Threads vs Processes

Thu Jul 27 23:53:54 EDT 2006

It seems that both ways are here to stay. If one was so much inferior
and problem-prone, we won't be talking about it now, it would have been
forgotten on the same shelf with a stack of punch cards.

The rule of thumb is 'the right tool for the right job.'

Threading model is very useful for long CPU-bound processing, as it can
potentially take advantage of multiple CPUs/Cores (alas not in Python
now because of GIL). The events will not work as well here. But note,
if there is not much sharing of resources between threads processes
could be used! It turns out that there are very few cases where threads
are simply indispensable.

The event model is usually well suited for I/O or for any large number
of shared resources occurs that would require lots of synchronizations
if threads would be used.

DBMS' are not a good example of typical large, so 'saying see DBMS use
threads -- therefore threads are better' doesn't make a good example.
DBMS are highly optimized, only a few of them actually manage to
successfully take advantage of the multiple execution units. One could
as well cite a hundred of other projects and say 'see it uses an event
model -- therefore event models are better' and so on. Again "right
tool for the right job". A good programmer should know both...

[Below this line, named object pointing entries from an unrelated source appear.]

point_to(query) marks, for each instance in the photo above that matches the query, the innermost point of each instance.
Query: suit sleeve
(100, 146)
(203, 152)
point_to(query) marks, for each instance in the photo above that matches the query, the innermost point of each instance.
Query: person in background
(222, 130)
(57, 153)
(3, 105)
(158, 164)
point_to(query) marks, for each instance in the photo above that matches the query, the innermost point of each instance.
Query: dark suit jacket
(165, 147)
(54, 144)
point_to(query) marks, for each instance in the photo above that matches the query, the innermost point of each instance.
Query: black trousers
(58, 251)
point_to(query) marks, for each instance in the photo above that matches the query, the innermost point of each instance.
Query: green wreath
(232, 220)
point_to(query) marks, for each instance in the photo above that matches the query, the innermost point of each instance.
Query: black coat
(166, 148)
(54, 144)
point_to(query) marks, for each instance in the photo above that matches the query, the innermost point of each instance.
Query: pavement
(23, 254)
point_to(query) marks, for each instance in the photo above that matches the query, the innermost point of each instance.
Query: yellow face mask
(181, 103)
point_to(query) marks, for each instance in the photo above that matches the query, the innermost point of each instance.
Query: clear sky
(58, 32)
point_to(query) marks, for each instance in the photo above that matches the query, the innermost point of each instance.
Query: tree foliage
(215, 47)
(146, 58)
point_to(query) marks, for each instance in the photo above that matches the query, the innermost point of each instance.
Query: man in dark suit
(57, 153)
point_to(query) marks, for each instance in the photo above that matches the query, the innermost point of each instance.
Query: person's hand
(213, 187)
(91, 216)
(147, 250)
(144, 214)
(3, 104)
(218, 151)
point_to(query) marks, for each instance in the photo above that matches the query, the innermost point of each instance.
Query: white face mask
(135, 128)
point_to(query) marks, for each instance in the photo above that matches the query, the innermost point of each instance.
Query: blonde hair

> And consequently, to use Twisted you rewrite all your code as
> those 'deferred' things.
>
Then, try re-writing Twisted using threads in the same number of lines
having the same or better performance.  I bet you'll end up having a
whole bunch of 'locks', 'waits' and 'notify's instead of a bunch of
"those 'deferred' things." Debugging all those threads should be a
project in an of itself.

-Nick

bryanjugglercryptographer at yahoo.com wrote:
> mark wrote:
> > The debate should not be about "threads vs processes", it should be
> > about "threads vs events".
>
> We are so lucky as to have both debates.
>
> > Dr. John Ousterhout (creator of Tcl,
> > Professor of Comp Sci at UC Berkeley, etc), started a famous debate
> > about this 10 years ago with the following simple presentation.
> >
> > http://home.pacbell.net/ouster/threads.pdf
>
> The Ousterhout school finds multiple lines of execution
> unmanageable, while the Tannenbaum school finds asynchronous I/O
> unmanageable.
>
> What's so hard about single-line-of-control (SLOC) event-driven
> programming? You can't call anything that might block. You have to
> initiate the operation, store all the state you'll need in order
> to pick up where you left off, then return all the way back to the
> event dispatcher.
>
> > That sentiment has largely been ignored and thread usage dominates but,
> > if you have been programming for as long as I have, and have used both
> > thread based architectures AND event/reactor/callback based
> > architectures, then that simple presentation above should ring very
> > true. Problem is, young people merely equate newer == better.
>
> Newer? They're both old as the trees. That can't be why the whiz
> kids like them. Threads and process rule because of their success.
>
> > On large systems and over time, thread based architectures often tend
> > towards chaos.
>
> While large SLOC event-driven systems surely tend to chaos. Why?
> Because they *must* be structured around where blocking operations
> can happen, and that is not the structure anyone would choose for
> clarity, maintainability and general chaos avoidance.
>
> Even the simplest of modular structures, the procedure, gets
> broken. Whether you can encapsulate a sequence of operations in a
> procedure depends upon whether it might need to do an operation
> that could block.
>
> Going farther, consider writing a class supporting overriding of
> some method. Easy; we Pythoneers do it all the time; that's what
> O.O. inheritance is all about. Now what if the subclass's version
> of the method needs to look up external data, and thus might
> block? How does a method override arrange for the call chain to
> return all the way back to the event loop, and to and pick up
> again with the same call chain when the I/O comes in?
>
> > I have seen a few thread based systems where the
> > programmers become so frustrated with subtle timing issues etc, and they
> > eventually overlay so many mutexes etc, that the implementation becomes
> > single threaded in practice anyhow(!), and very inefficient.
>
> While we simply do not see systems as complex as modern DBMS's
> written in the SLOC event-driven style.
>
> > BTW, I am fairly new to python but I have seen that the python Twisted
> > framework is a good example of the event/reactor design alternative to
> > threads. See
> >
> > http://twistedmatrix.com/projects/core/documentation/howto/async.html .
>
> And consequently, to use Twisted you rewrite all your code as
> those 'deferred' things.
> 
> 
> -- 
> --Bryan